That’s right. SEIU won this battle against the board, by getting this proposal through with right at 50.34% of the vote. The recount makes absolute sense now, given the .6% difference. But wow, I honestly didn’t think it would make it. I figured it would be close, but, wow. Coincidentally, this is the first time the by-laws of an S&P 500 company has ever been amended through a proxy vote.
The good news is that the entire board was re-elected by a comfortable margin, according to the PR Newswire. Lewis is still the Chief Executive Officer, and given that everything else went through, there shouldn’t be too much disruption in the leadership of the bank. Dr. Walter E. Massey has now replaced Lewis as the Chairman.

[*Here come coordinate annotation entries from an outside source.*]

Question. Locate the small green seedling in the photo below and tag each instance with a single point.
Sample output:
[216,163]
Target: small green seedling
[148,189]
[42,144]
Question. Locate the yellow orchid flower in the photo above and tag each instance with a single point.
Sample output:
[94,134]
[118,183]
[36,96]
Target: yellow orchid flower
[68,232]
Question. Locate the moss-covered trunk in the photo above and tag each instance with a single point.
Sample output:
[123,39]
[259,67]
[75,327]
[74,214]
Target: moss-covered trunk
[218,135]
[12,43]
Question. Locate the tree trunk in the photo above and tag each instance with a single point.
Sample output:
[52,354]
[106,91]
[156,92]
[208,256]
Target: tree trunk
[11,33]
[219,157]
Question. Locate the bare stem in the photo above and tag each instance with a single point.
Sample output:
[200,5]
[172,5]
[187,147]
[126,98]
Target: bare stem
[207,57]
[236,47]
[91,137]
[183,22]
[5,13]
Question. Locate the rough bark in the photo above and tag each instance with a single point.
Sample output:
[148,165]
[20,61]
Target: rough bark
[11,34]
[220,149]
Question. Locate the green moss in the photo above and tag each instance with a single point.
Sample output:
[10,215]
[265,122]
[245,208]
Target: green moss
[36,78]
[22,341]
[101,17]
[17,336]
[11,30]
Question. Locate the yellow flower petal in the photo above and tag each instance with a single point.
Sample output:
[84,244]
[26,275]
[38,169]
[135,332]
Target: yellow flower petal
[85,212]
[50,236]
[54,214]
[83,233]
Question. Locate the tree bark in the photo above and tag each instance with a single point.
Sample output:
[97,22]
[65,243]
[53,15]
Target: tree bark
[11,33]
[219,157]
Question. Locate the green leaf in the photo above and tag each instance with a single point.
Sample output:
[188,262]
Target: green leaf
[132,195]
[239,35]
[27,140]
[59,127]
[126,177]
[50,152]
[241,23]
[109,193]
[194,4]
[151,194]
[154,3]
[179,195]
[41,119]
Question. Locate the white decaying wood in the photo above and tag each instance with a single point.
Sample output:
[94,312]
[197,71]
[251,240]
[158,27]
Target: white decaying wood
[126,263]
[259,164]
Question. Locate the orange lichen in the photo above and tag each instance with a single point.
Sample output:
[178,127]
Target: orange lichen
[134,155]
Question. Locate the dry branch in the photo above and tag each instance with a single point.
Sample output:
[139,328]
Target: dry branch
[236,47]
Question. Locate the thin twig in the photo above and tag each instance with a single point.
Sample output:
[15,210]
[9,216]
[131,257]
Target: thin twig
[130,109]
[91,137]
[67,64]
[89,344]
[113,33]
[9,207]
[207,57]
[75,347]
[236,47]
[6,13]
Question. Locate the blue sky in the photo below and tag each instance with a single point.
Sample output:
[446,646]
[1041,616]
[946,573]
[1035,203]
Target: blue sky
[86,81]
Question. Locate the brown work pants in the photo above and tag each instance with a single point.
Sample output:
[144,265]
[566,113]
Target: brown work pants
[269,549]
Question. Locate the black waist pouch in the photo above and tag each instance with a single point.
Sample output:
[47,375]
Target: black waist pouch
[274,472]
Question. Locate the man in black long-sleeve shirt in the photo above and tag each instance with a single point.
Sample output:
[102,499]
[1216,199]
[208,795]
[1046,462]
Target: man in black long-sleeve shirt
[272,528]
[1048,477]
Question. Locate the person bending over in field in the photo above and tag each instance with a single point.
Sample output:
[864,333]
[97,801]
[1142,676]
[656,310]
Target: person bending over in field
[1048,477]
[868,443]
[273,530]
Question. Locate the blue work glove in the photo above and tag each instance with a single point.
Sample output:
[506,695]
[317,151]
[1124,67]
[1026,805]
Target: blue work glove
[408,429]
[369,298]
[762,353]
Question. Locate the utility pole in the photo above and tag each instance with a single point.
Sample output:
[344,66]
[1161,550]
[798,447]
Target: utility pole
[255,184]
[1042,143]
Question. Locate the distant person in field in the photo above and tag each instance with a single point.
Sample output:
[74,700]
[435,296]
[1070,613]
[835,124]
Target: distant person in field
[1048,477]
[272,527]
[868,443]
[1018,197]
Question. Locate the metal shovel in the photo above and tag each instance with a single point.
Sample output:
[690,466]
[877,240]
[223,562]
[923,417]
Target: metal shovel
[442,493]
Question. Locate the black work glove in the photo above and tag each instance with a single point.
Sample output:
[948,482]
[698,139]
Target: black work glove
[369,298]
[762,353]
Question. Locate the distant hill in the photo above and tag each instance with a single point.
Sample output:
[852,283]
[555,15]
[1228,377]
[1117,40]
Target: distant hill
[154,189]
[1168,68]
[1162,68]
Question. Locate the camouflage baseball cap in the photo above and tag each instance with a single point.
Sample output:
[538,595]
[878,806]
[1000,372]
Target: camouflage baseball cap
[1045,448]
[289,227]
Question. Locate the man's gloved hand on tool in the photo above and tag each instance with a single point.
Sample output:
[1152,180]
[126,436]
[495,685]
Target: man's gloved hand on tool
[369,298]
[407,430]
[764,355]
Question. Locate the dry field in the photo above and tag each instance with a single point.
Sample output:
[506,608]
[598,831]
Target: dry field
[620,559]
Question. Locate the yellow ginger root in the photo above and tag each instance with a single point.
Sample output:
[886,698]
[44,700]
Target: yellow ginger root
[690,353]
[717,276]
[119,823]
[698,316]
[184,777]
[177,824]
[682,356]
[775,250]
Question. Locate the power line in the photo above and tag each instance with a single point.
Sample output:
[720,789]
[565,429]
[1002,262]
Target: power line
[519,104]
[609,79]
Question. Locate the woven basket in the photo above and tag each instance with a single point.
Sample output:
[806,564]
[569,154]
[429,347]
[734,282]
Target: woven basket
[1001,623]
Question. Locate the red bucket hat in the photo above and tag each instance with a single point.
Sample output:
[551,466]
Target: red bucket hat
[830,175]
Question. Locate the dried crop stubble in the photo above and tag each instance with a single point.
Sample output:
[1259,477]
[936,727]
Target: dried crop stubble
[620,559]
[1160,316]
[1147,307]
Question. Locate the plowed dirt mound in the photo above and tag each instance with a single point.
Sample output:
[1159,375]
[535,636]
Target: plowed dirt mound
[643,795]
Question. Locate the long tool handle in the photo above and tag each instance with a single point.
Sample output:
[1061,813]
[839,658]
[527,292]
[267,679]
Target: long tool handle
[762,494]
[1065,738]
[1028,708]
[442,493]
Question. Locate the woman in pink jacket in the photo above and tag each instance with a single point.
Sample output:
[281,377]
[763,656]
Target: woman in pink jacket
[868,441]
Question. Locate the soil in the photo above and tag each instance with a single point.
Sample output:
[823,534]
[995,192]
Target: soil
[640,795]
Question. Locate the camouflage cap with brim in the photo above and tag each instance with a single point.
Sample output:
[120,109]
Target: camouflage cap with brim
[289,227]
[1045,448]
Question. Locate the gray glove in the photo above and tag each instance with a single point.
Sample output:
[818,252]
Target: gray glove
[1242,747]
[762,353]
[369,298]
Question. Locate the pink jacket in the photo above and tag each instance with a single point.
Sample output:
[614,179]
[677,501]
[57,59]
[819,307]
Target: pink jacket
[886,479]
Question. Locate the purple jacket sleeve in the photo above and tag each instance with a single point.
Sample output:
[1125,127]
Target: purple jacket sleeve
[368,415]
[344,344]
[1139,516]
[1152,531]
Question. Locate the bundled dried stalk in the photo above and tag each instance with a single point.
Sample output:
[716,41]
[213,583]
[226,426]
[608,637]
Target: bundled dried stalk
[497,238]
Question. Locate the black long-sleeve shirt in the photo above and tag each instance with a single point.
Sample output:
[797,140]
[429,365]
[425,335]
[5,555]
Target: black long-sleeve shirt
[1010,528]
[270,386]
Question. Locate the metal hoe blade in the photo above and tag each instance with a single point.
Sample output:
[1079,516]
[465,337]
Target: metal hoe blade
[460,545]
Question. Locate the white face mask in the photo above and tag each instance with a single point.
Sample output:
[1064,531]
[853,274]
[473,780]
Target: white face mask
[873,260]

Why am I so concerned about this? I mentioned earlier that I had points I wanted to address but wasn’t able too. Well, here’s my points:
- As was pointed out during the meeting, “you don’t change captains in the middle of a hurricane or a tornado, and right now we are in a hurricane and a tornado.”
- Beyond the current economic crisis, Bank of America is in the midst of two major transition projects. Countrywide, which is winding down some, and Merrill Lynch, which is just kicking off
- Bank of America, under Ken Lewis, has a strong history of successful integrations of acquired companies into the format of Bank of America. This is achieved by stable senior management, identifying key factors, and ensuring their respective teams are on the mark
- Merrill Lynch is a massive acquisition and requires an all out effort to be realized fully. The success of this project is directly linked with stable leadership.
- Ken Lewis and his team have earned a great deal of respect from a majority of the employees of Bank of America (at least from what I have witnessed from across the country, meeting bank associates in 10 different states, at about 40 or more different sites)
- Disrupting senior management at this time would be a poorly calculated move. We risk devaluing our shares off of a purely emotional move.
- As for the accusations of not looking out for the shareholders, until all of the facts are fully known, we cannot make a sound decision regarding those actions. Nothing is cut and dry, and this is America. Innocent until proven guilty.
What it all boils down to is that the last thing we need to do at this particular moment is to shake things up to the point that we inadvertently hurt ourselves. There is a time and a place for this, and while the shareholder meeting might be the right place, the timing is too soon. We, at a minimum, need to ensure that we can fully realize the potential of Merrill Lynch before we make rash decisions. Ken Lewis has a proven track record of making these acquisitions work, which says a lot about him and his team. These transitions are extremely complicated and time-consuming. Transitions were my favorite projects by the way, the only true challenges I ever saw on the job. I worked on the Print Optimization project for the US Trust transition (which after 6 years of so, Charles Schwabb STILL couldn’t integrate properly), and trained technicians in Chicago for BAND refresh (hardware upgrade) at the LaSalle bank transition. I’ve seen this stuff in action.
Irregardless of my personal experiences, it is well proven that these things are difficult to do, and even more difficult to do right. The current leadership of Bank of America has excelled in the category, and at the current moment, this is the talents we need on board. So we need a wait at least until next year, or the year after that, before we even begin to consider forcing Lewis out. Why cut off your nose to spite your face?
As a footnote, for the record, I am a strong supporter of Ken Lewis. He may not be perfect, but he’s a damn good CEO, and in the world of the biggest banks, BofA may have the highest standards of ethical and moral practices out there. Not saying I agree with everything, but given a corporation with the size and scope of this place, few can compare. Ken Lewis does have a drive to do the right thing, which is why I think he pushed ahead with Merrill. Had Merrill been left hanging in December, the shockwaves through the system would have been tremendous, and may have claimed even more casualties along the way. If the shareholders of the bank have a problem with putting our neck out there to protect all parties involved, then they may need to begin to question their own American spirit. Could the whole thing have been handled better? Probably. Should Ken Lewis has reported the larger than expected losses? Probably. Do I regret BofA buying Merrill? Absolutely not. In the long run, we the shareholders will have a lot to gain through the additional revenue generation of Merrill Lynch. Not to mention the pride and respect for being able to take on the risk to save everyone’s asses.
I guess I do have one other final thought. Some of the individuals who spoke, especially the olders one who were complaining, because it was affecting their retirement. Maybe next time they should read the damned disclosures, and maybe pay attention to the single most common piece of advice about saving for retirement. The older you get, the further away from equities you should be. If you’ve lost $75,000 in retirement because of Bank of America, and you are old enough to be able time to retire (or already retired), then you’ve got WAY too much money tied up in equities. Way too much. So stop your bitching because you refused to read basic, sound advice, don’t bitch because you refused to read a word on the disclosure statements, letting you know the risks of owning equities, that all they can show you is past performance, which does NOT guarantee future performance in any way, shape, or form.